1•solarisos•1h ago•3 comments

Show HN: Remotion directory (videos and prompts)

https://www.remotion.directory/
1•rokbenko•1h ago•0 comments

Portable C Compiler

https://en.wikipedia.org/wiki/Portable_C_Compiler
2•guerrilla•1h ago•0 comments

Show HN: Kokki – A "Dual-Core" System Prompt to Reduce LLM Hallucinations

1•Ginsabo•1h ago•0 comments

Software Engineering Transformation 2026

https://mfranc.com/blog/ai-2026/
1•michal-franc•1h ago•0 comments

Microsoft purges Win11 printer drivers, devices on borrowed time

https://www.tomshardware.com/peripherals/printers/microsoft-stops-distrubitng-legacy-v3-and-v4-pr...
4•rolph•1h ago•1 comments
Open in hackernews

Show HN: Theory of Mind benchmark for 8 LLMs with reproducible markers

1•AlekseN•5mo ago
I built a formal protocol (FPC v2.1 + AE-1) to detect behavioral uncertainty in large language models. The goal is enabling safer AI deployment in critical domains medicine, autonomous vehicles, government where confident hallucinations can lead to high-stakes failures.

Current benchmarks focus on accuracy but miss reasoning coherence under stress. This protocol uses tri-state affective markers (Satisfied / Engaged / Distressed) to detect when models lose logical consistency, allowing abstention instead of confident hallucination.

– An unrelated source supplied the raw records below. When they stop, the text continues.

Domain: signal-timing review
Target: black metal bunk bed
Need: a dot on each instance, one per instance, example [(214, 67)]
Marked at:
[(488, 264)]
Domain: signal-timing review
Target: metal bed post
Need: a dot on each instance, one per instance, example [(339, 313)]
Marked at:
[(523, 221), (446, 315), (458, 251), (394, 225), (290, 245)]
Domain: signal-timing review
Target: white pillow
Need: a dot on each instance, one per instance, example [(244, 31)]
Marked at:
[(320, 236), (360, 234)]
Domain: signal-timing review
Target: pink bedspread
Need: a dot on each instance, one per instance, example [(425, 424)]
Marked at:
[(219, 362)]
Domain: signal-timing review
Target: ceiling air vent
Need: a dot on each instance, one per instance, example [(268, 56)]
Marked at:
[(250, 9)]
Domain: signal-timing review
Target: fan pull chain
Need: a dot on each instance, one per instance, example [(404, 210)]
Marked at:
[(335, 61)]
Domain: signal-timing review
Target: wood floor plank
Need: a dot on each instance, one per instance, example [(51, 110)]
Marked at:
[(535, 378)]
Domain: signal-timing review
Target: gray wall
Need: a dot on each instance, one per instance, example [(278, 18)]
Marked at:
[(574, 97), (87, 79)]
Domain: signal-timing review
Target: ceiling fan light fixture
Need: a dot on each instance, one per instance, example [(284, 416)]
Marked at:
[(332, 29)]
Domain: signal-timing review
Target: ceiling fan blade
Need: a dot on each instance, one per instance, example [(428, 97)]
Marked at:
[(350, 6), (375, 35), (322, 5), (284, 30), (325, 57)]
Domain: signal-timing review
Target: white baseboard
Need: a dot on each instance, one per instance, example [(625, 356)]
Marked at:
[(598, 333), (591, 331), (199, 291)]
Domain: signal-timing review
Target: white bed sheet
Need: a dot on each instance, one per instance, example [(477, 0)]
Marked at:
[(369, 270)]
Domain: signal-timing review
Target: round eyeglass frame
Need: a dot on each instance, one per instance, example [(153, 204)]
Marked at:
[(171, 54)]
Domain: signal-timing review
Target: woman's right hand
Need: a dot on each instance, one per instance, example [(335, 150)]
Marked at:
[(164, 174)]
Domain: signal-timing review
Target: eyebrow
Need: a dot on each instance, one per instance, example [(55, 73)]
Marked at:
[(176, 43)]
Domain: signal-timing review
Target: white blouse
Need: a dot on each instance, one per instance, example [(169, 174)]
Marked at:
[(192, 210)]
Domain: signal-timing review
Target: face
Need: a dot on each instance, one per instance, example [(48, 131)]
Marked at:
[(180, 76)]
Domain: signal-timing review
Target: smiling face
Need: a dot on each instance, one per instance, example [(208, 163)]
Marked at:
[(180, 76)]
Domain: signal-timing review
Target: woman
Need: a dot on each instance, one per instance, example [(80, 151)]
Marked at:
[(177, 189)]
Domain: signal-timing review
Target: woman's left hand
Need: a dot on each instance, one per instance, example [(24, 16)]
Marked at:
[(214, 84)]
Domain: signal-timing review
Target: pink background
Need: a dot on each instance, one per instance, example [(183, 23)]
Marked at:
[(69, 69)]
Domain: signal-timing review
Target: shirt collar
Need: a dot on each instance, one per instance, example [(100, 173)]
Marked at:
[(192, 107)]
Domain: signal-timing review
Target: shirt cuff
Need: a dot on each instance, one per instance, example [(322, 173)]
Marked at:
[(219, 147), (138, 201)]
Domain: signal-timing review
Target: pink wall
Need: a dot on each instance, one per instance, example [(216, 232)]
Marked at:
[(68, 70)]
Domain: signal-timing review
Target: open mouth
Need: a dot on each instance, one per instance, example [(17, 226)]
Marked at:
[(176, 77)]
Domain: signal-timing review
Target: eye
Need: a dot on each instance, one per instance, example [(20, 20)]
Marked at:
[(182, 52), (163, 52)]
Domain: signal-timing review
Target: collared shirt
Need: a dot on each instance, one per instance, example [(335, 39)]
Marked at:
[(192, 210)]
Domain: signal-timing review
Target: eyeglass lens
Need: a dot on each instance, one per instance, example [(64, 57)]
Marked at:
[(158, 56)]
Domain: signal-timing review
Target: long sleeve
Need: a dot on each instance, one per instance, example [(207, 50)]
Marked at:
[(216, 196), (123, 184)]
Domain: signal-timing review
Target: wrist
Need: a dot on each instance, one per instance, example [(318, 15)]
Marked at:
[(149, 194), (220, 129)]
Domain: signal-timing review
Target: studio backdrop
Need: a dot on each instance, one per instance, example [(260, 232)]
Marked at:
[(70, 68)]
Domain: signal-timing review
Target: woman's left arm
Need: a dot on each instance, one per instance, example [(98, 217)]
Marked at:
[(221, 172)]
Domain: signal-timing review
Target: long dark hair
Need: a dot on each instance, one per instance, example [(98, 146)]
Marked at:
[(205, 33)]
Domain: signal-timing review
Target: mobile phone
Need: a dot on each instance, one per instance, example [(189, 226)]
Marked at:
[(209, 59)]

We evaluated 8 models (Claude, GPT-4 families). Only Claude Opus reached full ToM-3+. GPT-4 family consistently failed third-order reasoning. Extended temperature tests (Claude 3.5 Haiku, GPT-4o) showed 180/180 stable AE-1 matches (p≈1e-54), independent of sampling temperature.

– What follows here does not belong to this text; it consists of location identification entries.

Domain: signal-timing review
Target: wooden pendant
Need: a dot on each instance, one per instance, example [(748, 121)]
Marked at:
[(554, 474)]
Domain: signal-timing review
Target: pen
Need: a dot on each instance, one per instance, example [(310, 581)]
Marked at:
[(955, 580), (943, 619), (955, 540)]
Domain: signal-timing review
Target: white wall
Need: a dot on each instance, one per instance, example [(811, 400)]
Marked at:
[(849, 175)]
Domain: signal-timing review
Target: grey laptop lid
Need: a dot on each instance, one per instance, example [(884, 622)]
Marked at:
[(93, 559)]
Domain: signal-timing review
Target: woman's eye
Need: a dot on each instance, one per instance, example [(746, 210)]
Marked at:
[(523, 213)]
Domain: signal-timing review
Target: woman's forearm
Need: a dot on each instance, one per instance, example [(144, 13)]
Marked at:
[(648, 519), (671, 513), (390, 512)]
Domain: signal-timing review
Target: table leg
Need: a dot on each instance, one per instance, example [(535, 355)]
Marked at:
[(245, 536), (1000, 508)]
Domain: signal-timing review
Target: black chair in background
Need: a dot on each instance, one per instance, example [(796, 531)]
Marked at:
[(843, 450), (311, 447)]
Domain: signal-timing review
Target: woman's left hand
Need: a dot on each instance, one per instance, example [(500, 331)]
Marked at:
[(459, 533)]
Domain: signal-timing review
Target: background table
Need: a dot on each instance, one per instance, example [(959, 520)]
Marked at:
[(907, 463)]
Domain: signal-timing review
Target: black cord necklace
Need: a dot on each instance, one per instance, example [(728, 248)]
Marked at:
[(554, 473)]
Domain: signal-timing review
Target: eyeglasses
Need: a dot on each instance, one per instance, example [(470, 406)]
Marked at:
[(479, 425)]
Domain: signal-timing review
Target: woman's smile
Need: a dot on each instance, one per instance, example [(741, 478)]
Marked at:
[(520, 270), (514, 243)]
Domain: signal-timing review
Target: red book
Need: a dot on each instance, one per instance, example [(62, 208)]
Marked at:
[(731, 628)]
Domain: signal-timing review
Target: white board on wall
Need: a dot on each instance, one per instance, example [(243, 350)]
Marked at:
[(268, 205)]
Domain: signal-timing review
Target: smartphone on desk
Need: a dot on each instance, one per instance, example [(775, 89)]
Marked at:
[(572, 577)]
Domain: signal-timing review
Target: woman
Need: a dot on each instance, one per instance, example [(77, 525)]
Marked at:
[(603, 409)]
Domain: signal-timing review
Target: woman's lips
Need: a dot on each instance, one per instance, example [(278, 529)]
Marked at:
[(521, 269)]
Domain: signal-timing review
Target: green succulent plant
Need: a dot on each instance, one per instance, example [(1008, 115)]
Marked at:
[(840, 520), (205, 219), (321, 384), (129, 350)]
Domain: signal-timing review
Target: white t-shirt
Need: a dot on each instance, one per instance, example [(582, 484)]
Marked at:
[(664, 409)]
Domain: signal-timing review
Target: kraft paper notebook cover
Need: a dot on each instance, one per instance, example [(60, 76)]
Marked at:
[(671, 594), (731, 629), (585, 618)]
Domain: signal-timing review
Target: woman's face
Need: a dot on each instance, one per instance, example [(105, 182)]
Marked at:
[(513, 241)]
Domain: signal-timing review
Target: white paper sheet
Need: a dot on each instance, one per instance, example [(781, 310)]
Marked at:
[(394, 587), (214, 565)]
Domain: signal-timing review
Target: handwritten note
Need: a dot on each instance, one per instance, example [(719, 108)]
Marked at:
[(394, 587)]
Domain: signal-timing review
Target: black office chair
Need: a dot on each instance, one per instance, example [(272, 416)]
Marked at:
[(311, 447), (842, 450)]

Dataset: https://huggingface.co/datasets/AIDoctrine/FPC-v2.1-AE1-ToM-...

A demo notebook exists for replication. Looking for feedback on methodology and possible applications in safety critical AI.

Comments

AlekseN•5mo ago
Extended results and safety relevance

Temperature stability tests Claude 3.5 Haiku: 180/180 AE-1 matches at T=0.0, 0.8, 1.3 GPT-4o: 180/180 matches under the same conditions Statistical significance: p ≈ 1×10⁻⁵⁴

Theory of Mind by tier Basic (ToM-1): All models except GPT-3.5 passed Advanced (ToM-2): Claude family + GPT-4o passed Extreme (ToM-3+): Only Claude Opus reached 100%

Key safety point AE-1 markers (Satisfied / Distressed) lined up perfectly with correct vs conflict cases. This means we can detect when a model is in an epistemically unsafe state, often a precursor to confident hallucinations.

In practice this could let systems in critical areas choose to abstain instead of giving a wrong but confident answer.

Protocol details, raw data, and replication code are in the dataset link above. A demo notebook also exists if anyone wants to reproduce directly.

Looking for feedback on: - Does this kind of marker make sense as a unit test for reliability? - How to extend beyond ToM into other reasoning domains? - How would formal verification folks see the proof obligations (consistency, conflict rejection, recovery, etc.)?